Sebelumnya, pada 9 Agustus 2025, KPK mulai menyidik kasus dugaan korupsi terkait kuota haji untuk Indonesia tahun 2023–2024. Pada 9 Januari 2026, KPK mengumumkan bahwa mantan Menteri Agama Yaqut Cholil Qoumas dan Ishfah Abidal Aziz alias Gus Alex selaku staf khusus Yaqut ditetapkan sebagai tersangka dalam kasus ini.
Sementara itu, Fuad Hasan Masyhur, pemilik biro penyelenggara haji Maktour, tidak dijadikan tersangka meskipun sempat dicegah bepergian ke luar negeri. Pada 27 Februari 2026, KPK mengumumkan telah menerima audit dari Badan Pemeriksa Keuangan (BPK) RI mengenai kerugian keuangan negara akibat kasus kuota haji.
Pada 4 Maret 2026, KPK merilis bahwa kerugian keuangan negara akibat kasus ini mencapai Rp622 miliar. Pada 12 Maret 2026, KPK menahan Yaqut Cholil di Rumah Tahanan Negara Cabang Gedung Merah Putih KPK.

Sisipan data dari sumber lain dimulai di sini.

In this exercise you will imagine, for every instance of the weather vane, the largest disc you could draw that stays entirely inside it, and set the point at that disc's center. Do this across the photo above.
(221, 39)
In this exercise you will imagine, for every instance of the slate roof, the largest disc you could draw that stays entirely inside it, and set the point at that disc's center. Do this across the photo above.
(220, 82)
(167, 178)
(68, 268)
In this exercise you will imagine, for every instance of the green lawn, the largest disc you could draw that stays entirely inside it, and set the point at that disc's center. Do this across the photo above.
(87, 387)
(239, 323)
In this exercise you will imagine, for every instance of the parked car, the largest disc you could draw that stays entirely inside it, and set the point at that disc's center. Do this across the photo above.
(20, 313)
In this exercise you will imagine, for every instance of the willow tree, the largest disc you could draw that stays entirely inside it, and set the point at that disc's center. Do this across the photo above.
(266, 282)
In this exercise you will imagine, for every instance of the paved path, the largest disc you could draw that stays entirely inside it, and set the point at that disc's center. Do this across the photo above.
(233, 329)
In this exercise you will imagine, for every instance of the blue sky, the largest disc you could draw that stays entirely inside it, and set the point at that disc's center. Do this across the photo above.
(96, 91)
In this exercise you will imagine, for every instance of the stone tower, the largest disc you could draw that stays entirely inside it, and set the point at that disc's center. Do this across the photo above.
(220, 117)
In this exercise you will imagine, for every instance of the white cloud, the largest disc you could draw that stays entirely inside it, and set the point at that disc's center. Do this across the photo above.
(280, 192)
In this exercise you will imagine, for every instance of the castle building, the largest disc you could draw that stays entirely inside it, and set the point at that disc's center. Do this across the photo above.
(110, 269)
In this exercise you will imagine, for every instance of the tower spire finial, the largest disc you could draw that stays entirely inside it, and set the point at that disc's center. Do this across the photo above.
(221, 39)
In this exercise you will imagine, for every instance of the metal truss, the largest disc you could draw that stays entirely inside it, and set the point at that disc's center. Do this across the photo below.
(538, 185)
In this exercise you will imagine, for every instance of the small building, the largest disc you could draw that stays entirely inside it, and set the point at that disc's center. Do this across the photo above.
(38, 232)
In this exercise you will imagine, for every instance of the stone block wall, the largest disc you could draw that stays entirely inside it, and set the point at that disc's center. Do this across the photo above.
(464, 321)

Beberapa hari kemudian, pada 17 Maret 2026, KPK juga menahan Gus Alex di Rutan Cabang Gedung Pusat Edukasi Antikorupsi KPK. Pada tanggal yang sama, keluarga Yaqut Cholil memohon kepada KPK agar mantan Menag tersebut menjadi tahanan rumah. Permohonan tersebut dikabulkan, dan Yaqut menjadi tahanan rumah sejak 19 Maret 2026.
Pada 23 Maret 2026, KPK mengumumkan sedang memproses pengalihan penahanan Yaqut Cholil dari tahanan rumah menjadi tahanan rutan kembali. Pada 24 Maret 2026, Yaqut resmi menjadi tahanan Rutan KPK.
Kemudian, pada 30 Maret 2026, KPK mengumumkan dua tersangka baru dalam kasus ini. Mereka adalah Direktur Operasional Maktour Ismail Adham dan Ketua Umum Kesatuan Tour Travel Haji Umrah Republik Indonesia (Kesthuri) Asrul Aziz Taba.